Coriolanus: baguettes and a basket case

All images courtesy of The Globe, © Simon Annand

When I first heard about the Globe to Globe festival – 37 Shakespeare plays in 37 languages – I immediately wondered what the Japanese offering would be. I’ll admit that I did hope it would be something well-known like Romeo and Juliet or A Midsummer Night’s Dream and, when I heard it would be Coriolanus, my heart sunk a little. A Roman tragedy? In Japanese?! Nevertheless, I ran out and bought tickets as soon as they went on sale. This would surely be an experience not to be missed!

As the night approached and I heard such good reviews of the other plays in the festival (Twelfth Night in Hindi, A Midsummer Night’s Dream in Korean, As You Like It in Georgian…) and I became quite excited. Coriolanus by the Chiten theatre company was showing for just two nights and some of my friends had tickets for the first night. I was going on the second night, and eagerly pestered them for reviews after they had seen the play. They reported that it was “heavy going”, “difficult for even native Japanese to understand”, and that there was “a lot of bread eating”.

Bread there was. In fact, large baguettes seemed to be central to the difficult to follow plot, and some lines were even spoken through mouthfuls of the white stuff. I still don’t really know what all the carbs were about, and I’m not sure if I was supposed to find it funny every time Coriolanus, wearing a Komuso-style basket on his head (perhaps to indicate that he was in disguise, trying to remove his ego, or distance himself somehow), thrust his baguette into the audience, but overall I would say I did enjoy the play.

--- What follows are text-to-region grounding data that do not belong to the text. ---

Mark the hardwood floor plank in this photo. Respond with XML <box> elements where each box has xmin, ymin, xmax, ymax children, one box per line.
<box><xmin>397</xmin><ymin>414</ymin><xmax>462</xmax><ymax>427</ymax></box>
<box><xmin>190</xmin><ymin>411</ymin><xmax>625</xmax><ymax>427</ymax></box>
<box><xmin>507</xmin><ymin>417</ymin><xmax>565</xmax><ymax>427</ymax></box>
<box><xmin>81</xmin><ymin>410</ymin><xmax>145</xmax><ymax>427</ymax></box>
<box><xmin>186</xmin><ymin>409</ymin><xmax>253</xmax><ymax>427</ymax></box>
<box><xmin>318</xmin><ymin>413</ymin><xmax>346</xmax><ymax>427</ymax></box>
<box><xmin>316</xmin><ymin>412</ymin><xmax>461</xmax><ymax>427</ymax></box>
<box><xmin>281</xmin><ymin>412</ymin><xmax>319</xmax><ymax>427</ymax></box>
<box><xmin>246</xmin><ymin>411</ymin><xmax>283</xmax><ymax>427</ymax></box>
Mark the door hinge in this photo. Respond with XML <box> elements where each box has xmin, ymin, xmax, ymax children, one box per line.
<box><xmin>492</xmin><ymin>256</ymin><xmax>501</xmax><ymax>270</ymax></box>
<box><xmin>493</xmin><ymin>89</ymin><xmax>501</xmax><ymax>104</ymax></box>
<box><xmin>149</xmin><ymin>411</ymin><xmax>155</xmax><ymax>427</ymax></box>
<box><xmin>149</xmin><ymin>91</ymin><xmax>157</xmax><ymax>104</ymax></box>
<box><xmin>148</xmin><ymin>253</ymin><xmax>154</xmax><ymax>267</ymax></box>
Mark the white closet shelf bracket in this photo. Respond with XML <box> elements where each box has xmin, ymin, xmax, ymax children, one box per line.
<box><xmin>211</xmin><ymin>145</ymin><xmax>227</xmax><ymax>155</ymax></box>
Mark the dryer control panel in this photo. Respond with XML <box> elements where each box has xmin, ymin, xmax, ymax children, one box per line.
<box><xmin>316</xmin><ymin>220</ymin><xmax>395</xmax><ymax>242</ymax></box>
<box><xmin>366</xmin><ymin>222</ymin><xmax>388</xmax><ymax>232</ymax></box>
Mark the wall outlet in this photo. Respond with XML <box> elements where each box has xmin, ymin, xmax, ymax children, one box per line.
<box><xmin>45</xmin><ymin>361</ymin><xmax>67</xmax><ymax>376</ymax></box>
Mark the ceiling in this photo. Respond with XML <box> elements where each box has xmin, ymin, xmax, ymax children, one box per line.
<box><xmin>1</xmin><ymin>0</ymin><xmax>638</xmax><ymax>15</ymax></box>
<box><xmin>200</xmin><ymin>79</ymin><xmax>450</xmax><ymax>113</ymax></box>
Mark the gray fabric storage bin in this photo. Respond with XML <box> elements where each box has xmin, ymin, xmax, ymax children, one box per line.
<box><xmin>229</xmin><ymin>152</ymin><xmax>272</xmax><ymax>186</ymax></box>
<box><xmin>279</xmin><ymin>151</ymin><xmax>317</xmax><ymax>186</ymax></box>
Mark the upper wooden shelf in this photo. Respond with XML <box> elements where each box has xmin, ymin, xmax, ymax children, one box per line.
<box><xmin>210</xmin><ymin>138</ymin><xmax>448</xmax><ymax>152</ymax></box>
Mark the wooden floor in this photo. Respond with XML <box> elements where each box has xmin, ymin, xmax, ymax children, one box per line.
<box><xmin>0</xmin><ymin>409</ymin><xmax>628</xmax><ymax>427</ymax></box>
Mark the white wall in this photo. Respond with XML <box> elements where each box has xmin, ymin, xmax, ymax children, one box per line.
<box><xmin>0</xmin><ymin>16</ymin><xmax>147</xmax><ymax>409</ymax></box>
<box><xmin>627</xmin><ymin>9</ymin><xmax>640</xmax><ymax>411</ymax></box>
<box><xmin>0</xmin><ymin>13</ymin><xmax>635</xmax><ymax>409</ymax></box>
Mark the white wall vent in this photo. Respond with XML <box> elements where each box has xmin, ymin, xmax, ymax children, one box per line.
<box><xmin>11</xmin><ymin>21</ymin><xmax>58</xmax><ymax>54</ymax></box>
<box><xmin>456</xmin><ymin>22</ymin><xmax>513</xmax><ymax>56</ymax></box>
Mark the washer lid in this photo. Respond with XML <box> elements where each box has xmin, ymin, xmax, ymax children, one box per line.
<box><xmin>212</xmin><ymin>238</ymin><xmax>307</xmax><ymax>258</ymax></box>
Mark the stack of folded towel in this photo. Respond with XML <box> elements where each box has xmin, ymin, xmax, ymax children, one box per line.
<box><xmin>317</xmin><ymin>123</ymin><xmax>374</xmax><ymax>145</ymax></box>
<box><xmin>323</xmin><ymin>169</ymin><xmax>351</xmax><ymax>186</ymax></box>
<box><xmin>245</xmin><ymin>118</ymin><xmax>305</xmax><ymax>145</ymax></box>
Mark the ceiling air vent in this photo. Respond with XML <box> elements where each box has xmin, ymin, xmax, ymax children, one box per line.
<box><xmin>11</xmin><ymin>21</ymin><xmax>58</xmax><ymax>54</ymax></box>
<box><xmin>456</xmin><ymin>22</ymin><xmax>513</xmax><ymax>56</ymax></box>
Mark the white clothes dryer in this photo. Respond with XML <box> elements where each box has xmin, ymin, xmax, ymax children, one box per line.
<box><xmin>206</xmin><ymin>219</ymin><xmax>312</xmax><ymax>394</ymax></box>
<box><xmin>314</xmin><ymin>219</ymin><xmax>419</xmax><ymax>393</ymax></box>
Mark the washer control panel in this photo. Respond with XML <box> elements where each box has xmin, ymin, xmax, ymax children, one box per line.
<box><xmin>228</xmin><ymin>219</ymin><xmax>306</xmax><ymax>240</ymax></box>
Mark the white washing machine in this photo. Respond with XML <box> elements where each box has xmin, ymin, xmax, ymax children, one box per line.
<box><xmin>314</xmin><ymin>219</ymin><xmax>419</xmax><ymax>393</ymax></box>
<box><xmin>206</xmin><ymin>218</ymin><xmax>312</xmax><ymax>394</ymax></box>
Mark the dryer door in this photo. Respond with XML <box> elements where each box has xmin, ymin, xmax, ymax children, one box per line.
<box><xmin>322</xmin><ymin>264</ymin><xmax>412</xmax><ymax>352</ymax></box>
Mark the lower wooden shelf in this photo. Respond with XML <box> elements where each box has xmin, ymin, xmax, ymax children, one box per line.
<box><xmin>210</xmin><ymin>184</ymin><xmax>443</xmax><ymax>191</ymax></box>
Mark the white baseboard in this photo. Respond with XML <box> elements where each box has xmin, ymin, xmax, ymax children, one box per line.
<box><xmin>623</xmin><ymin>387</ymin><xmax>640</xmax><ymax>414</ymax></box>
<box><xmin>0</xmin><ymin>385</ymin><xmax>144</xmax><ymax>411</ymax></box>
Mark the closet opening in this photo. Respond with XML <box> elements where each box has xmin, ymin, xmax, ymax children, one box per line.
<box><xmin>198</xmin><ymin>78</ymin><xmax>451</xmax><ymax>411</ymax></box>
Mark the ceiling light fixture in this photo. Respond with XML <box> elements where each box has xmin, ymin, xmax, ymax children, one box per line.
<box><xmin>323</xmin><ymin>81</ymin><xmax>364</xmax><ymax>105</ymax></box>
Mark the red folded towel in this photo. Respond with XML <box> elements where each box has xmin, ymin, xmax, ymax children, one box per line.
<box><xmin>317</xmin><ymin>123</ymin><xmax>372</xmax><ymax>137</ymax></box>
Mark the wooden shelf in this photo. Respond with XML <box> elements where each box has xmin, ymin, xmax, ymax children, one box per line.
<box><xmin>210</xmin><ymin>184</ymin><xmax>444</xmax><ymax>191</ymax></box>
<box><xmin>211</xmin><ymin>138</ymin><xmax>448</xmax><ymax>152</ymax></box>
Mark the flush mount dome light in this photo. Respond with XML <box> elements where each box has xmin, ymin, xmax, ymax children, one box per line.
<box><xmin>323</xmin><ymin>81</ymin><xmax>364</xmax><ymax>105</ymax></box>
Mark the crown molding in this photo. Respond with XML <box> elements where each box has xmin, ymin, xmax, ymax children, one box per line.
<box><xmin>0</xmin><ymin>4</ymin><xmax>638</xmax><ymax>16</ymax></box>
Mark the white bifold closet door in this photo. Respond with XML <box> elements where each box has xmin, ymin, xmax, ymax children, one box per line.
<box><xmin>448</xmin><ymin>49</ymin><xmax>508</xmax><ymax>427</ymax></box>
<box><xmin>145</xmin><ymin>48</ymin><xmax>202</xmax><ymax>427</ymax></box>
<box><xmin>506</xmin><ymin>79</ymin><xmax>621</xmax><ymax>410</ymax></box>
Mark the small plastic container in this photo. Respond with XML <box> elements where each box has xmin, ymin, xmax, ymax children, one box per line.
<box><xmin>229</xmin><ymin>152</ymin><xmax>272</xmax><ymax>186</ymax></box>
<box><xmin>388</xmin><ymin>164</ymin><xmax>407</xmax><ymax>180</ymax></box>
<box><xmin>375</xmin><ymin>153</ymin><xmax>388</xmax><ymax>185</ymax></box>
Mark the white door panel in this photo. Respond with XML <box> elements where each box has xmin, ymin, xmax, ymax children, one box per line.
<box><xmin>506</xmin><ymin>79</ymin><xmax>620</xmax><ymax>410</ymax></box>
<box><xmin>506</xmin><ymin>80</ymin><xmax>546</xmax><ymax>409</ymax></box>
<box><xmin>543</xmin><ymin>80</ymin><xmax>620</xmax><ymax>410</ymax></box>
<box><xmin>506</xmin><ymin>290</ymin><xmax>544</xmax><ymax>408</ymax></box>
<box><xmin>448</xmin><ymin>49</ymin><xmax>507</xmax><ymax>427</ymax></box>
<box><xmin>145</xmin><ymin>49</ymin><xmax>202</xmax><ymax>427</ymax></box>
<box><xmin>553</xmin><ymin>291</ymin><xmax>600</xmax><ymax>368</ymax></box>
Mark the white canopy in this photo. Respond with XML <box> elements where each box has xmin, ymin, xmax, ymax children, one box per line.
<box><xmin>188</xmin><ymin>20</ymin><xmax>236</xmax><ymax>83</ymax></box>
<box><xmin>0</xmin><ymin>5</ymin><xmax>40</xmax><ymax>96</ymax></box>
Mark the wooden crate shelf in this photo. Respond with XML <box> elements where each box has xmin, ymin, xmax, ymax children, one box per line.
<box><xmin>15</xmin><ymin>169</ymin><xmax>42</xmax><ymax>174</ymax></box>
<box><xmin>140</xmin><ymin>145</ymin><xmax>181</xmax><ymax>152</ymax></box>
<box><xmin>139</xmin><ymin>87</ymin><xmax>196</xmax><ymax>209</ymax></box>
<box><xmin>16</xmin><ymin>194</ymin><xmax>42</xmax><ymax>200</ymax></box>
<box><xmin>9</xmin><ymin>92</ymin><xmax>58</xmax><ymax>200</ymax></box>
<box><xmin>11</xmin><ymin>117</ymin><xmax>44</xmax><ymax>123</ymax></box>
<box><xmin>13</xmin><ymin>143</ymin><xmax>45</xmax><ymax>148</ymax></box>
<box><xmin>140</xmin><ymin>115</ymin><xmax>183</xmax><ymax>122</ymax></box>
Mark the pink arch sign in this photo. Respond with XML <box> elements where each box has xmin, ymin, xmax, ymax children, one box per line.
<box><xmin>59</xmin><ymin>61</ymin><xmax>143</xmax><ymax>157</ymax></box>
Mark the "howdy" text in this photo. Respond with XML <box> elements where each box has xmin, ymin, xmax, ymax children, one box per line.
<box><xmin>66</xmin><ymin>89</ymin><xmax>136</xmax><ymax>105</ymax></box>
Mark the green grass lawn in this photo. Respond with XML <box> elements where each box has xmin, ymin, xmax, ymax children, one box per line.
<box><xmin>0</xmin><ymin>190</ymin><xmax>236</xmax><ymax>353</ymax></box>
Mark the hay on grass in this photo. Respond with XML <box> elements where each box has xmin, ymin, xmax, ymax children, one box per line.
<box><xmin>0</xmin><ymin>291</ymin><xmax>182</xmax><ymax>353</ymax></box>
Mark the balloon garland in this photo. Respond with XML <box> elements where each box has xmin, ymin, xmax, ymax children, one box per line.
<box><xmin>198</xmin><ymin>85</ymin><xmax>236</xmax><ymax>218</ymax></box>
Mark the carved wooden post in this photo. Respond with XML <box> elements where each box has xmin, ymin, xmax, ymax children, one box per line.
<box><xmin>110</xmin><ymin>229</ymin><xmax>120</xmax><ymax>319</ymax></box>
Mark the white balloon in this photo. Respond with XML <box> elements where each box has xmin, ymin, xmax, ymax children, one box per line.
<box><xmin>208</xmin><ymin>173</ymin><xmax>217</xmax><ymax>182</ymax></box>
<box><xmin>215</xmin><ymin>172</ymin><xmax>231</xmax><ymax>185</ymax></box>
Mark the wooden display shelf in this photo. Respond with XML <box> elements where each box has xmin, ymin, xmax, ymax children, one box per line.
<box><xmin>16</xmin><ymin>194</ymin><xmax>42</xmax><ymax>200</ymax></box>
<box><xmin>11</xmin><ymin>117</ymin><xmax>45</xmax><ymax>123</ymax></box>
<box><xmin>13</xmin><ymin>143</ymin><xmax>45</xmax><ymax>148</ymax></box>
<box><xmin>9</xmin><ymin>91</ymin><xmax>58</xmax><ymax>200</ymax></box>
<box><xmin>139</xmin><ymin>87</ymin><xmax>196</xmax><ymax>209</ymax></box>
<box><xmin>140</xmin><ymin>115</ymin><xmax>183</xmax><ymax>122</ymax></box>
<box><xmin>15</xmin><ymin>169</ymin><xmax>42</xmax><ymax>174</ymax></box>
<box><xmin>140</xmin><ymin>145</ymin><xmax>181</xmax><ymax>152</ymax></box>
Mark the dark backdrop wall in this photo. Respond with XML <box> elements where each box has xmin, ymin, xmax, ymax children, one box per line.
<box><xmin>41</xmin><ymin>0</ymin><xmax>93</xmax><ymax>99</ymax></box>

For many reasons this production was hard to understand, but when a helicopter started circling over head I did nearly give up trying altogether. The helicopter, followed by a particularly loud seagull and a number of planes didn’t do much for the atmosphere, but I guess that’s what you have to prepare for when you sign up to perform at the globe. To give Chiten their due, they didn’t seem to bat an eyelid or lose concentration at all. The Globe certainly is a unique space to work in, and I don’t envy anyone who tries.

I’m not familiar with the story of Coriolanus and although I do like Shakespeare, my knowledge of his plays is limited to the more famous ones. I can’t say I understood this production, but I’m not sure I would have understood it any more in English. So, instead of trying to make perfect sense of the plot, I enjoyed it for what it was. It was quirky, with music played on kazoos and a xylophone. It was funny, with badly played trumpets parping and playful voices. It was flavoured with Japan, with Noh-style masks, a clear nod to the hinomaru, and shibori (tie-dyed) costumes.

Coriolanus was played as a bit of a basket case, if you’ll excuse the pun. I’m not sure if this is how other actors have played the part before, but I enjoyed Dai Ishida’s portrayal. I noticed quite a few people leaving throughout the first half, and some who didn’t come back for the second half, which was sad. I guess some people might have gone along expecting to understand the play because they have studied Japanese. I was thrilled every time I caught a word or phrase, but was also happy enough just to listen to the music of the words without understanding all of the meaning. It’s amazing how much you can get from the actions and general sound of things without knowing the words that are uttered.

This was a very different experience to my last foray into Japanese Shakespeare, and I expect it will be different again to the upcoming production of Cymbeline by the Ninagawa Company at the Barbican. I’m really glad I attended though, and would highly encourage you to consider seeing some Shakespeare – in any language – this year. We are, after all, in the midst of the World Shakespeare Festival.

All images courtesy of The Globe, © Simon Annand

2 thoughts on “Coriolanus: baguettes and a basket case

  1. I went on Monday night and didn’t understand any of what was being said, but didn’t expect to as my Japanese is very basic. I loved that it wasn’t a naturalistic production and the actors were almost always on stage together. There was plenty to watch and find interesting. Some of the people I was with had ideas about the bread being a metaphor for power but I just enjoyed wondering if the cast were all sick of bread by now. it was also my first time visiting the Globe and, aside from the uncomfortable benches which I’d been warned about, I was very impressed. I think I expected it to be all wooden rather than the colourful marble.